Ogni anno per ciascuna impresa è calcolato l’indice di corporate governance (ICG), elaborato dal CGLab sulla base di cinque parametri: esistenza di un CdA, leadership individuale (ossia presenza di un solo leader esecutivo), presenza di consiglieri esterni, separazione delle cariche di presidente e amministratore delegato e diversity del CdA, ossia eterogeneità del Consiglio per bilanciamento di genere, età e provenienza geografica.

Tutti i parametri si sono mossi in senso positivo: la diversity è aumentata in 229 imprese, il CdA è stato introdotto ed è stato aperto a consiglieri esterni rispettivamente in 79 e 182 casi. Hanno separato le cariche di presidente e amministratore delegato 377 imprese, e 251 sono passate a una leadership individuale. Le imprese con un ICG in crescita sono state 771, il 14% del totale.
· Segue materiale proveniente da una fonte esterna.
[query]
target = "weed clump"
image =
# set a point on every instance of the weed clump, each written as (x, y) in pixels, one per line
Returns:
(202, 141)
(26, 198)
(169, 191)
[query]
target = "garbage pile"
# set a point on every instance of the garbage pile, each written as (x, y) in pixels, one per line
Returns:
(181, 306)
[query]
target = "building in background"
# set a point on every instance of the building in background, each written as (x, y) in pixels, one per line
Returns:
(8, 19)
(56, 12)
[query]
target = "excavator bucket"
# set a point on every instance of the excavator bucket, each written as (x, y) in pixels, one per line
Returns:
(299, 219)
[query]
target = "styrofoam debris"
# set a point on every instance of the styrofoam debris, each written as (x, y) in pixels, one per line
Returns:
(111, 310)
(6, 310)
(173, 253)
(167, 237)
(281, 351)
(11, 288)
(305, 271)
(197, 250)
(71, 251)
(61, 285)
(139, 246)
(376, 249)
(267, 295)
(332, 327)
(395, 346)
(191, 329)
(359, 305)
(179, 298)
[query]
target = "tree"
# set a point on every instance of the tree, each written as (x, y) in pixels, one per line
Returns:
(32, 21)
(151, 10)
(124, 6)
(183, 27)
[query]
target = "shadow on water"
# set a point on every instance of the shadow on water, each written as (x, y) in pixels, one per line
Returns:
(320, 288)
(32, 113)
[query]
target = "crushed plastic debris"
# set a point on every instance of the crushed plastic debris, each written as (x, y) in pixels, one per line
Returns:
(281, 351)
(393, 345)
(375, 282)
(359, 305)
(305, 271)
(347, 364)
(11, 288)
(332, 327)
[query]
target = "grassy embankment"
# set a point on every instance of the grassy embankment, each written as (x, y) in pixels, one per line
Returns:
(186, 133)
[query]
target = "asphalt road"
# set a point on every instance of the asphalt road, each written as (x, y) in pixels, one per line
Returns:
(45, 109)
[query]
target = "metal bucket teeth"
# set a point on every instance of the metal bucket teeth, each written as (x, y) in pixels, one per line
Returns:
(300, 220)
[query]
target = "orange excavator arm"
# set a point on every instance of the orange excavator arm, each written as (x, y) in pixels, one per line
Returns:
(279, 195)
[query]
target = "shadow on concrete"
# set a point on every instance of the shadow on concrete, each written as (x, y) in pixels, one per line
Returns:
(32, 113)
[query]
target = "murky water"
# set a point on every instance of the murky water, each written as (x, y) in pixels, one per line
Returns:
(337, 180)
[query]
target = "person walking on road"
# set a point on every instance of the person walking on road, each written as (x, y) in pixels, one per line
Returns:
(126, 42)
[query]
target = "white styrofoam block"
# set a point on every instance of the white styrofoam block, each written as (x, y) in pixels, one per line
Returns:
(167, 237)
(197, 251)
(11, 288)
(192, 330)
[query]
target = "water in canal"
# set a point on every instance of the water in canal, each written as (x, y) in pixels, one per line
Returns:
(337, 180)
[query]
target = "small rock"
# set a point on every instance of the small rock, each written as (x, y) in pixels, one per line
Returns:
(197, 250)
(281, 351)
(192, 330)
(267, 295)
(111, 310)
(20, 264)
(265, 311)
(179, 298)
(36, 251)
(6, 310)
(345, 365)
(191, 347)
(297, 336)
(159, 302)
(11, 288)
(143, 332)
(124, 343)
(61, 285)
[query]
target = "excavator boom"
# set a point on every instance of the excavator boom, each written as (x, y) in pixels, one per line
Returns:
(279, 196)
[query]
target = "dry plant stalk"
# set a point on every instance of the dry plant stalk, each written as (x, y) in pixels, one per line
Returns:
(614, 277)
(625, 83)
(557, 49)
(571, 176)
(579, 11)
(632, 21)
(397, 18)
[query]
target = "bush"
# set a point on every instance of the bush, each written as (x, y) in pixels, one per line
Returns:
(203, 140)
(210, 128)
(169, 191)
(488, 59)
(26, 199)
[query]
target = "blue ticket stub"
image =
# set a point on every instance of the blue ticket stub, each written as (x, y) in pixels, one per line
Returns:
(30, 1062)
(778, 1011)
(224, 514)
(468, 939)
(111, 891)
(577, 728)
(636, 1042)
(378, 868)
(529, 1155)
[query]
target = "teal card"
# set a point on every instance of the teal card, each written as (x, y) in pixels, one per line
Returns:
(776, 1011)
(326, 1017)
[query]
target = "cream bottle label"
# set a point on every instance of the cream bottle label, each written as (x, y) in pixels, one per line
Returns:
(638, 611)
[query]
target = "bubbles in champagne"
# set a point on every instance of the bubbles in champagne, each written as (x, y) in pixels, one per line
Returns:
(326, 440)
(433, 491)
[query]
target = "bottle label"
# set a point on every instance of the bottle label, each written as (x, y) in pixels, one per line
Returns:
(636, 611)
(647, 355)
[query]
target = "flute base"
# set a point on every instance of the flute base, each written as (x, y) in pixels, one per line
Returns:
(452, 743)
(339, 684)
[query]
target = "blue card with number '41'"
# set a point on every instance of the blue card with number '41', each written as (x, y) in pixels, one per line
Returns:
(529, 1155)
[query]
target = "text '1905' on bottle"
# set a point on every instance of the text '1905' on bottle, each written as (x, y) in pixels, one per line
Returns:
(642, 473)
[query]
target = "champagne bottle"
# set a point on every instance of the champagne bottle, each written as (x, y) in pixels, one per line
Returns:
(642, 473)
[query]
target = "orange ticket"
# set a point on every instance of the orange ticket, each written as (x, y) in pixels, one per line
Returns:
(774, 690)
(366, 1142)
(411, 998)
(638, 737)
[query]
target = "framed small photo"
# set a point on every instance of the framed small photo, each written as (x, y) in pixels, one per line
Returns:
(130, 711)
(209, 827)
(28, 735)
Un primo risultato di rilievo emerso nel rapporto è che, per quanto nel periodo considerato le imprese italiane mediamente abbiano perso l’8,4% del fatturato, le imprese in cui l’ICG è migliorato hanno perso 2,3 punti in meno rispetto a quelle in cui è peggiorato. In queste ultime, nel 2020, è più frequente che si manifesti una perdita (+7,1 punti percentuali rispetto ai +5,2 p.p. delle imprese con indice stabile e +4,4 p.p. delle imprese con indice in miglioramento).

Un miglioramento dell’indice è associato anche a una maggior probabilità di distribuire dividendi. Un punto aggiuntivo di indice infatti porta a un aumento addirittura del 14,9% della probabilità di pagare dividendi. Inoltre, un punto aggiuntivo di indice si accompagna a una diminuzione del 7,4% della necessità di ricorrere a misure statali di sostegno. Altri risultati di rilievo, ed emersi per la prima volta su questi temi, si trovano nella parte del rapporto dedicata al rischio legato all’internazionalizzazione delle aziende. Per ciascuna delle tre categorie di rischio (politici, climatici e di credito) è stata condotta un’analisi della correlazione tra esposizione al rischio e ICG. Il risultato è molto chiaro: le imprese con una governance migliore riescono a valutare meglio i rischi, riducendo l’esposizione a contesti ad elevata incertezza. Ad esempio, le imprese con ICG più elevato hanno il 2,22% di possibilità di essere presenti nei Paesi a basso rischio politico ma solo lo 0,86% in quelli ad alto rischio politico, mentre per quelle con indice ICG più basso avviene il contrario: hanno l’1,27% di probabilità di investire in Paesi a minor rischio, contro una probabilità quasi doppia (il 2,44%) di essere in Paesi più problematici.